The US National Security Agency aims to keep a tab on its own staff and their personal computers when out of working hours to ensure they are not participating in illegal activities, including downloading child pornography, or leaking classified information.
Kemp Ensor, the NSA director of security, said in a report published on Monday that since national security workers go online when at home, they need to be monitored there as well.
“That is where we need to be, that’s where we need to mine," said Ensor, referring to the time when NSA staff are not at their workplace.
He pointed out to the national security workers who were previously investigated every five to ten years, adding that now the agency has introduced a “continuous evaluation” model to sift through employees’ court records, transactions, and in some cases, social media postings.
Ensor made the remarks shortly after director of the Pentagon's defense security service, Daniel Payne, warned of “aberrant computer behavior on agency-owned IT systems” and the “unbelievable amount of child porn” downloaded by the staff.
“There’s a need to routinely scan agency network activity and criminal records to gauge an individual's suitability to handle classified information,” Payne added.
Payne provided this example to demonstrate the range of issues identified during the personnel security process, and the range and value of different data sources that have a bearing on an individual's ability to access sensitive information, the US Defense Security Service said in confirmation of Payne’s comments.
Targetting US metadata
Meanwhile, an official report says that the NSA more than doubled the number of warrantless searches it conducted on Americans from 2013 to 2015.
The report by the Office of the Director of National Intelligence reveals that the NSA conducted “approximately 9,500 queries” of American metadata in 2013, while in 2015 it was 23,800 searches.

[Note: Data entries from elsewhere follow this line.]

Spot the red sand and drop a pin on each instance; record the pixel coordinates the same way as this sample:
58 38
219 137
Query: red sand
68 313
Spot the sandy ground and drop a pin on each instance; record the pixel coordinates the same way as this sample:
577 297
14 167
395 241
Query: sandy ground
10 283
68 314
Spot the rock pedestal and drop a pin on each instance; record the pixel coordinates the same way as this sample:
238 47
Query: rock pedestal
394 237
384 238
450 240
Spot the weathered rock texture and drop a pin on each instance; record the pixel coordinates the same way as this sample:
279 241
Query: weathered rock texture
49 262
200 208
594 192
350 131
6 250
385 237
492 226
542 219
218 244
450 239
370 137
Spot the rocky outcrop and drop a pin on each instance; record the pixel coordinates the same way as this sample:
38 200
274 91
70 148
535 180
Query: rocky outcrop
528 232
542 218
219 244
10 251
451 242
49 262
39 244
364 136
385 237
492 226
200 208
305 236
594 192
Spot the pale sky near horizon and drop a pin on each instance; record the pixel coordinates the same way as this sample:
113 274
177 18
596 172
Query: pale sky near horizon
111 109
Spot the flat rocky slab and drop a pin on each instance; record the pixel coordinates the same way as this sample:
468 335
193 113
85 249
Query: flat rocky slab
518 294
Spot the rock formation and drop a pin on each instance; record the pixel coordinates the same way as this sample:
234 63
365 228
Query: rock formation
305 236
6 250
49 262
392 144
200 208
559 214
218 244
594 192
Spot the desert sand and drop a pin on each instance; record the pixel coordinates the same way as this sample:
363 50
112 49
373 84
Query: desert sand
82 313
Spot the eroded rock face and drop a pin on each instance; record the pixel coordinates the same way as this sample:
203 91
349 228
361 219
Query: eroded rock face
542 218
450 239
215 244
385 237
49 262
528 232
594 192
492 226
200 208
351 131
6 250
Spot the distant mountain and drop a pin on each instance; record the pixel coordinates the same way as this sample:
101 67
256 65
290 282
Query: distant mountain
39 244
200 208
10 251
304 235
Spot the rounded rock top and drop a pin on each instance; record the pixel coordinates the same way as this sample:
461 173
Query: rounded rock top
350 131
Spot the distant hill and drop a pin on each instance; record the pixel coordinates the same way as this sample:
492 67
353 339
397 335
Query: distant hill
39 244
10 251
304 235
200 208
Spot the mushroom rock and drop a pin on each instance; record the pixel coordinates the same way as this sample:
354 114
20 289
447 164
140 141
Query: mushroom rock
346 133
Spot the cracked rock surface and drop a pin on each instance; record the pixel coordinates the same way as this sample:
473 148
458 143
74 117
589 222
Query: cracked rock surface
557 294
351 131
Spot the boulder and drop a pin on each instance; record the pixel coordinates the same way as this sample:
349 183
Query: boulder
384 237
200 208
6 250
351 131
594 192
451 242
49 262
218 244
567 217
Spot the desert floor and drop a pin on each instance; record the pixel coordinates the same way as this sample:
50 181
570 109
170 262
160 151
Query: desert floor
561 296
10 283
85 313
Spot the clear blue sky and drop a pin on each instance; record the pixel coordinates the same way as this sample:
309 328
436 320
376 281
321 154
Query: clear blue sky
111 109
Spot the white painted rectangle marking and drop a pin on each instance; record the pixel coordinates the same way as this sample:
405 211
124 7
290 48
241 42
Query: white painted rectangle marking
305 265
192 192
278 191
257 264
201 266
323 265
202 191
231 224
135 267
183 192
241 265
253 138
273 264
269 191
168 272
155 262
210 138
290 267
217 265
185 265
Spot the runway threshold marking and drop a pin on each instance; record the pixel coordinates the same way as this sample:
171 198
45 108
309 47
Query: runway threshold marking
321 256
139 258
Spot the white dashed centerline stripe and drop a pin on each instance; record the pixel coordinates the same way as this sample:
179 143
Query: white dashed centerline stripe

The NSA’s widespread surveillance of Americans and foreign nationals, as well as political leaders around the world, was exposed by its former contractor, Edward Snowden, in 2013.
Sniffing out data from Americans rose dramatically after the 9/11 attacks in New York.
The NSA used the attacks as a justification to start a mass surveillance program. In 2012, NSA whistleblower Bill Binney estimated that the spy agency had intercepted 20 trillion communications “transactions” of Americans such as phone calls, emails, and other forms of data.